This is another try at crackle using Crushed Candy diagonally.


----------



## Dalylah (Mar 10, 2011)

I am not sure why but this look isn't my cup of tea. I spend so much time trying to avoid chipping and cracking that this is backwards to me haha.


----------



## Maris Crane (Apr 20, 2011)

I hate to bump this, but I'm still not sure about these even after buying the OPI one today. (The guy who does my hair, bless 'em, is a little bit forgetful and just found his stock of OPI Texas, Katy Perry &amp; Serena Williams polishes from February, and finally put them out. Lest he get the wrath of the chain...) Anywho, I finally bought a bottle of the Shatter, and I'm not really sure if I'll buy any of the CG ones, or the OPI Pirates one. I'm a little annoyed it dries matte. It's solved with a topcoat, but the matte factor makes it look a little... well, cheap.

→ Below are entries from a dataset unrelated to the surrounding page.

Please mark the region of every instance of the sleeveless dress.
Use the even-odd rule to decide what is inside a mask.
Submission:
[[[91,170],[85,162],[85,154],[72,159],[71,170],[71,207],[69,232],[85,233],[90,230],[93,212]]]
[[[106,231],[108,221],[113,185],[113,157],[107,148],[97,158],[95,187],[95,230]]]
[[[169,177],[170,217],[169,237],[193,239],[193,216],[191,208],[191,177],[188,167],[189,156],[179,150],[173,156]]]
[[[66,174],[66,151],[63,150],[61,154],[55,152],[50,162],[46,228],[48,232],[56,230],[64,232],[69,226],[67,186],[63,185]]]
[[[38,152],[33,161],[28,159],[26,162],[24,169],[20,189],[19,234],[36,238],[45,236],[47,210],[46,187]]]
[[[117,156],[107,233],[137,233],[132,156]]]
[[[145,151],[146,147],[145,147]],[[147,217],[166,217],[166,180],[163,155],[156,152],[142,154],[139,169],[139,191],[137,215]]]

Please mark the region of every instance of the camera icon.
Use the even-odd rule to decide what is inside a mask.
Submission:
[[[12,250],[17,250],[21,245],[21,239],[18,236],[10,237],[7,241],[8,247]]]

Hopefully, what looks to be silver in the Pirates collection shows up glossy.


----------



## Tiffanyxnicole (Apr 26, 2011)

> Originally Posted by *moriesnailart* /img/forum/go_quote.gif
> 
> I've seen really good pictures and then I've seen not so good pictures as well. Everyone says the purple one barely crackles due to the shimmer on it or who knows and also the way you apply it affects the finished result. I am not really a fan of the effect but I still ordered the China Glaze collection to play around with it. I'll be getting it this weekend so I'll post some pics when I try it.

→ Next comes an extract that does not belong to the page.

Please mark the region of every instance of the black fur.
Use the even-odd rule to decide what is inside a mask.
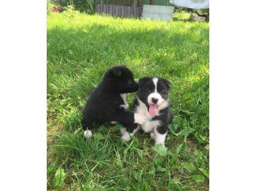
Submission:
[[[115,121],[121,124],[134,122],[134,113],[127,111],[120,94],[136,92],[138,84],[132,72],[125,65],[114,66],[105,73],[99,84],[91,92],[83,110],[84,129]]]
[[[160,109],[158,111],[158,115],[150,118],[149,121],[159,120],[160,122],[160,125],[156,127],[157,131],[161,134],[166,133],[168,129],[168,126],[172,121],[173,115],[171,112],[170,103],[169,102],[169,92],[170,88],[170,83],[165,79],[156,77],[158,78],[157,86],[157,93],[159,93],[161,96],[164,99],[165,101],[168,104],[166,107]],[[147,107],[148,111],[149,109],[149,105],[148,101],[149,96],[155,91],[155,86],[153,81],[154,77],[145,77],[141,78],[139,81],[140,89],[137,93],[136,98],[135,99],[132,107],[132,111],[135,112],[138,111],[140,105],[138,98]],[[143,104],[142,104],[143,105]],[[145,106],[144,106],[145,108]],[[160,108],[161,109],[161,108]],[[146,112],[147,113],[147,112]],[[134,130],[137,128],[138,124],[131,123],[126,124],[126,126],[128,127],[128,131],[130,133],[132,133]],[[152,130],[153,131],[153,130]]]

I have the grey and purple one, and the grey is good but the purple will not crack no matter what i do


----------



## llehsal (Apr 27, 2011)

I have all the China Glaze crackles and to be quite honest, I only love the black.  The grey one cracks well, but I don't like the colour itself.  I tried the purple, pink and blue and they didn't work as well as the black.  I have not tried the white yet.


----------